Antiquity of the European mutation rate change

The 1000 Genomes Phase I dataset contains samples from five European sub-populations: Italians (TSI), Spanish (IBS), Utah residents of European descent (CEU), British (GBR), and Finnish (FIN). All of these populations have elevated TCC→T frequencies, suggesting that the European mutation rate changed before subpopulations diversified across the continent. To assess this, I let Ptotal denote the combined set of private variants from PE, PAs, and PAf, and for each haplotype h let Ptotal(h) denote the subset of P_total whose derived alleles are found on haplotype h. f_h(TCC) then denotes the frequency of TCC→T within P_total(h). For each 1000 Genomes population P, Figure 2 shows the distribution of f_h(TCC) across all haplotypes h sampled from P, and it can be seen that the distribution of f (TCC) values found in Europe does not overlap with the distributions from Asia and Africa. In contrast, the four admixed populations ASW (African Americans), MXL (Mexicans), PUR (Puerto Ricans), and CLM (Colombians) display broader ranges of f (TCC) with extremes overlapping both the European and non-European distributions. The African American f (TCC) values are only slightly higher on average than the non-admixed African values, but a few African American individuals have much higher f (TCC) values in the middle of the admixed American range, presumably because they have more European ancestry than the other African Americans who were sampled.

Fig. 2. Variation of f (TCC) within and between populations.

This plot shows the distribution of f (TCC) within each 1000 Genomes population, i.e. the proportion of all derived variants from PA, PE, and PAf present in a particular genome that are ^mTCC mutations. There is a clear division between the low f (TCC) values of African and Asian genomes and the high f (TCC) values of European genomes. The slightly admixed African Americans and more strongly admixed Latin American populations have intermediate f (TCC) values reflecting partial European ancestry.

Within Europe, Figure 2 shows a slight f (TCC) gradient running from North to South; the median f (TCC) is lowest in the Finns and highest in the Spanish and Italians. In this way, TCC→TTC frequency appears to correlate negatively with recent Asian co-ancestry (Supporting Information S2).

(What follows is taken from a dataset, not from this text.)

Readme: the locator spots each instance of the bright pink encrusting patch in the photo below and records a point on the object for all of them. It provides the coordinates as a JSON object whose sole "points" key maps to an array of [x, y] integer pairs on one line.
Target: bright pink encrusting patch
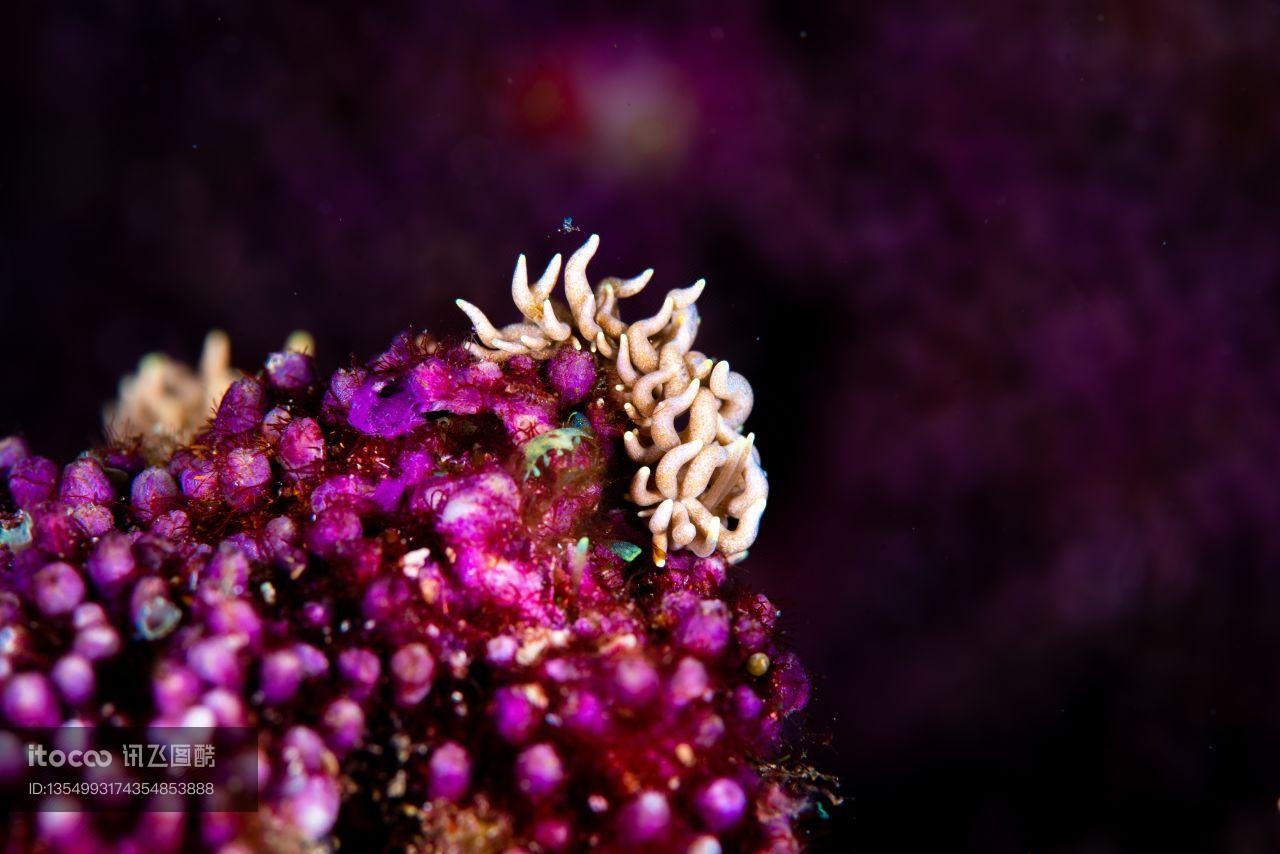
{"points": [[421, 583]]}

To roughly estimate the time when the TCC→T rate increased, I downloaded allele age estimates that were generated from the Complete Genomics data using the program ARGweaver [20]. Based on these estimates, the TCC→T rate acceleration appears to have occurred between 25,000 and 60,000 years ago, not long after Europeans diverged from Asians (Supporting Information Section S4). In the 1000 Genomes, data, TCC→T frequency differentiation is greatest for private alleles of frequency less than 0.02 (Supplementary Figure S6B).

Reversal of TCC → T transcription strand bias in Europe

In transcribed genomic regions, the mutation spectrum is shaped by forces of selection, repair, and mutagenesis that differ from the forces affecting non-transcribed regions. One such force is transcription-coupled repair (TCR) of damage that affects the template DNA strand. In mammalian genes, it has been observed that TCR repairs G/T→A/C mutations more efficiently than A/C→G/T mutations, producing a G+T excess on the transcribed strand relative to the non-transcribed strand [21].

TCC→T SNPs that are private to Asia or Africa exhibit the strand bias that is typical of G/T→A/C mutations, with TCC→T occurring less often on the transcribed strand than on the non-transcribed strand. In contrast, private European TCC→T SNPs exhibit no discernible strand bias, occurring equally often on both strands in transcribed regions (Figure 3A,B,C). This strand bias difference is significant according to a χ² test (p < 7.87 × 10⁻⁴). At the significance level p < 0.01, no other mutation type shows a difference in strand bias between Europe and Africa or Asia and Africa (Figure 3B).

Fig. 3. Differences in transcriptional strand bias.

Each point in panels A and B represents a mutation type with an A or C ancestral allele. The strand bias for each mutation is defined to be the frequency on the nontranscribed strand divided by the frequency on the transcribed strand. The x coordinate of each point in panel A is the PAf strand bias minus the PE strand bias; similarly, the x coordinates in panel B describe the PAf strand bias minus the PAs strand bias. The y coordinate of each point is the χ² p value of the strand bias difference. At the p = 0.01 significance level (grey dashed line), only TCC→T has a significant strand bias difference between Europe and Africa, while no mutation type differs in strand bias between Asia and Africa. Panel C shows the variance of strand bias in each population across 100 bootstrap replicates. Similarly, Panel D shows the distribution across bootstrap replicates of the ratio between genic f (TCC) and intergenic f (TCC).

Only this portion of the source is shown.